The Court of Appeal correctly explained that Petitioner failed to show prejudice because he had not demonstrated that, but for his trial counsel's allegedly unreasonable performance, there was a reasonable probability that the outcome of the case would have been different. Smith, 539 U.S. at 534. Accordingly, this Court concludes that Petitioner has not established that the Court of Appeal's decision was based on an erroneous application of Strickland, or other clearly established federal law as determined by the United States Supreme Court, or that the decision was objectively unreasonable. Petitioner is not entitled to habeas relief on this ground.

B.

Petitioner also claims that his Sixth and Fourteenth Amendment rights were violated by the trial court when it imposed a sentence based on his prior 1982 juvenile adjudication. Specifically, Petitioner argues that

[he] was sentenced to the most severe sanctions possible (56 yrs. to life) under the Three Strikes Law based, in part, upon his 1982 juvenile adjudication. [Petitioner] contends that the use of a prior juvenile adjudication to enhance an adult criminal sentence is unconstitutional . . . since [Petitioner] was not afforded the opportunity to have a jury determine the truth of the underlying allegations charged against him as a juvenile[.] (Pet. at 5.)

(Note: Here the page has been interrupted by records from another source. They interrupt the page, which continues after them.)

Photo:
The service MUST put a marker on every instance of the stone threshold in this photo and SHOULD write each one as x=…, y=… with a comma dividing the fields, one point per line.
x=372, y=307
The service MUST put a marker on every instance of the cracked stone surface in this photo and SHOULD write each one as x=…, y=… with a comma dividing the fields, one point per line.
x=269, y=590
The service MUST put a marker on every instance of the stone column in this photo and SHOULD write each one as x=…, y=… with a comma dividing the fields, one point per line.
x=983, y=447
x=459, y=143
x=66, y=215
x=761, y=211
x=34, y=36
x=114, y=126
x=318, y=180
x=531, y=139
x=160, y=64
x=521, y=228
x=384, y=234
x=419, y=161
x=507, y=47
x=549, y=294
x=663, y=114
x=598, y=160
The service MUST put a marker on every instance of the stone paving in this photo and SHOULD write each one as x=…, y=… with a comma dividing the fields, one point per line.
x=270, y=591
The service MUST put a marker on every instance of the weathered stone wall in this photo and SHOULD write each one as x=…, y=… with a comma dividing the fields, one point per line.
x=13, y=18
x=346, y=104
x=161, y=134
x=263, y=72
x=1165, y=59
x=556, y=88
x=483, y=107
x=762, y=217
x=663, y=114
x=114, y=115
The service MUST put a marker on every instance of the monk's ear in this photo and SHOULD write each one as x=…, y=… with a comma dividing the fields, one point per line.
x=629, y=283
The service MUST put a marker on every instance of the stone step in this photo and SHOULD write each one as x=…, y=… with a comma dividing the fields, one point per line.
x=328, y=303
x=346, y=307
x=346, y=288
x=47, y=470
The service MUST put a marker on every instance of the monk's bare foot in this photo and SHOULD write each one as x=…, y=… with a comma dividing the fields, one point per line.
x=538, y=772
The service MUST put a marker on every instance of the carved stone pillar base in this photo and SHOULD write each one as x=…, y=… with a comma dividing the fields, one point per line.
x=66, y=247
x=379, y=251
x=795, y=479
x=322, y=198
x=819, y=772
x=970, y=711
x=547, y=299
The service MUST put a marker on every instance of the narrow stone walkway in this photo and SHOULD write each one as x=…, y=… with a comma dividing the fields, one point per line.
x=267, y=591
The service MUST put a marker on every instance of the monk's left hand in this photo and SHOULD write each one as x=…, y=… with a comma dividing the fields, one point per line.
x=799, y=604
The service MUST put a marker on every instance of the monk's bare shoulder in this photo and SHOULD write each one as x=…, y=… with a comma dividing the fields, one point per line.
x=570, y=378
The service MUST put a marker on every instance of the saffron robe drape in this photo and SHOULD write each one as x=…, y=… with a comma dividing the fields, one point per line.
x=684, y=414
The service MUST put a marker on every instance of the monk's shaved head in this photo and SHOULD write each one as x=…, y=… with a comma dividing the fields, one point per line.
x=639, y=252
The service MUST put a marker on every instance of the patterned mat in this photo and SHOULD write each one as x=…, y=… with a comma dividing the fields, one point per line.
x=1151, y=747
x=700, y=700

A threshold matter when addressing a claim raised in an application for a writ of habeas corpus, pursuant to § 2254(a), is whether there is "clearly established Federal law, as determined by the Supreme Court of the United States" governing that claim. §2254(d)(1); see Kane v. Garcia Espitia, 546 U.S. 9, 10 (2005) ("[a] necessary condition for federal habeas relief . . . is that the state court's decision be 'contrary to, or involv[e] an unreasonable application of, clearly established Federal law, as determined by the Supreme Court of the United States.'" (citing § 2254(d)(1)); Lockyer v. Andrade, 538 U.S. 63, 71-72 (2003). The United States Supreme Court has not determined the constitutionality of using a juvenile adjudication to enhance a sentence beyond the statutory prescribed maximum. See Boyd v. Newland,467 F.3d 1139, 1151-52 (9th Cir. 2006) (holding that although the Ninth Circuit does "not recognize non-jury juvenile adjudications as 'convictions' falling within the Apprendi [v. New Jersey, 530 U.S. 466 (2000)] exception," there is an "absence of explicit direction from the Supreme Court" and therefore the claim is non-cognizable).

Conclusion

For the reasons set forth above, the decision of the California Court of Appeal was not "contrary to, or involved an unreasonable application of, clearly established Federal law, as determined by the Supreme Court of the United States," and did not result in "an unreasonable determination of the facts in light of the evidence presented in the State court proceeding." 28 U.S.C. § 2254(d). Accordingly, IT IS HEREBY ORDERED that Petitioner's application for habeas corpus relief is DENIED. The clerk is DIRECTED to enter judgment and close the case.